Volume 1
2008

Memories of Tapu and Charlotte (Bob) Lawlor

By
Malcolm Boles

Charlotte had a little cottage up the Tapu creek on the Tapu-Coroglen Rd. There were several baches on this flat strip of land before the hills closed in, and Bob's little cottage was the last one before the hill hit the road. There was a spare section between Bob and the Chandler beach home.

Bob and 'Grannie' (Gussie Lawlor, Bob’s mother) would spend time at the Dodd house on the beach when it was not in use; eventually a small 'wing' was added on the north side of the house for more permanent accommodation, probably in 1935-38. I looked for the cottage many years ago now but all was changed. I well remember as a young boy staying at the batch and in the evenings after dinner we would go to the Chandler house, and round the big table in the kitchen Puppa (Dodd) and Daisy, and the Dodd uncles and aunts and the Chandler 'step uncles and aunts would spend the evening playing Rummy. I would curl up in a barrel-chair, with probably a piggy-back to bed in the wee hours.

Bob outside the front of the cottage

I don’t know where the photo of Bob was taken, looking at the fence it appears in new and good condition and constructed with wires close together at the bottom for sheep control.

Bob Lawlor

I recall the history told to me, where Jack Dodd would climb up the hill behind the TNM house to where the 'water reservoir' is situated and 'sound/play his trumpet'. I believe that my cousin Bob Dodd has the instrument.

Malcolm - 'up the creek' 'blowing the trumpet'

Note the old tent. This was between the batch and the road, there was only hill behind the bach. Eventually this tent ended up in a corner of the section and with a corrugated iron chimney at one end, and a camp bed. It was occupied by 'some old man'. However the man and the tent disappeared overnight - when the tent caught on fire!.

The swimming hole up the road and round the next corner - note the rock.

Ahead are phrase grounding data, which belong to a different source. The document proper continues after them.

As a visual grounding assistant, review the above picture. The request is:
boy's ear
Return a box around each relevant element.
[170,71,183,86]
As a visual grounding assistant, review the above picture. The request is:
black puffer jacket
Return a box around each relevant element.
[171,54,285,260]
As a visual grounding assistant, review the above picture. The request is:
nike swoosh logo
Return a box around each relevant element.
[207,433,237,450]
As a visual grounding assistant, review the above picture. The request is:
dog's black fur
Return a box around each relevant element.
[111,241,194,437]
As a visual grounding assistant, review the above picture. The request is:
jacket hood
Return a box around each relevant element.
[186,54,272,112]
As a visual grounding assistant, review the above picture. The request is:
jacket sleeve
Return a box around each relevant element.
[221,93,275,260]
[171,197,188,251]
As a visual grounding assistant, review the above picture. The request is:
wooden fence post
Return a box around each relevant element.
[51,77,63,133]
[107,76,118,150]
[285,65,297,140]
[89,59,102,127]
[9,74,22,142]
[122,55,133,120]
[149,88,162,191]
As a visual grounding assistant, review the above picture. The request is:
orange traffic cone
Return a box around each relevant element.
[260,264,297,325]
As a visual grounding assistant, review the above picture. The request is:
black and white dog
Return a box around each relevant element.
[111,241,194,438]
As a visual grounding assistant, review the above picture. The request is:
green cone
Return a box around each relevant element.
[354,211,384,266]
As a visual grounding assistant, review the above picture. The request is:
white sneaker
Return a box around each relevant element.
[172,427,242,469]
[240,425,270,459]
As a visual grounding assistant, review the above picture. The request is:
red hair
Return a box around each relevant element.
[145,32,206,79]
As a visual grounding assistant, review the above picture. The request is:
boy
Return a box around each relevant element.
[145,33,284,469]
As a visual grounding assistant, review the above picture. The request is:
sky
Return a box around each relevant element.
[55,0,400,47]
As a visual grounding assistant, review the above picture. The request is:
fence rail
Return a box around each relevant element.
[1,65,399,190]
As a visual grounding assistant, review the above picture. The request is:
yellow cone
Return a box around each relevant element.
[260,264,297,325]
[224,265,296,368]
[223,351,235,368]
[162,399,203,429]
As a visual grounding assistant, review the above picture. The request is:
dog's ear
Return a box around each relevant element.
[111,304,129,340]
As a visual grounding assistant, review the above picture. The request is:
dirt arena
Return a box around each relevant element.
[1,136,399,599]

In about 1928/32 Gundlock ran a coast bus to Tapu


Temporary Bridge at Tapu


I recall that the early bridge crossing the Tapu Creek was washed away in a storm. From memory this was the temporary crossing until a 'high' bridge was built. The ruins of the old structure were great for fishing for eels.

The old traction engine on the Coroglen road


Tapu Flat


I recall playing on the Tapu flat when they had a sawmill running and this old traction engine drove the saws. Water was run along wooden troughs to carry the sawdust away to where-ever and the men used some of it in a smokehouse for fish.

In those days, and particularly after a storm, I would collect kauri gum off the beach (lighter than water so it was always on the high water line), and firms in Auckland would buy it to incorporate in the varnish applications of that time.

Up the Tapu Creek, from many of the quartz rocks I would knock off what looked like lumps of 'gold' and take it back home and say to Mum and/or Dad we are rich (we were very poor in those days) only to be told that this was "fools gold". I do recall my step-aunt Ruth Chandler gave me a fishing rod as a Christmas present. It was three pieces of bamboo, the one slotting in to the other, with line and hook but no reel. However this was MAGIC. Can't remember catching anything!

I remember one summer that we had a storm and Bob Chandler had his canoe at the 'top' of Tapu beach and a storm blew it out to the gulf and it was lost!!! Which reminds me..... The gulf is very dangerous. When there is an offshore wind the sea appears so calm that the un-initiated are easily fooled. There have been a number of fatalities with people and boats swept out to sea.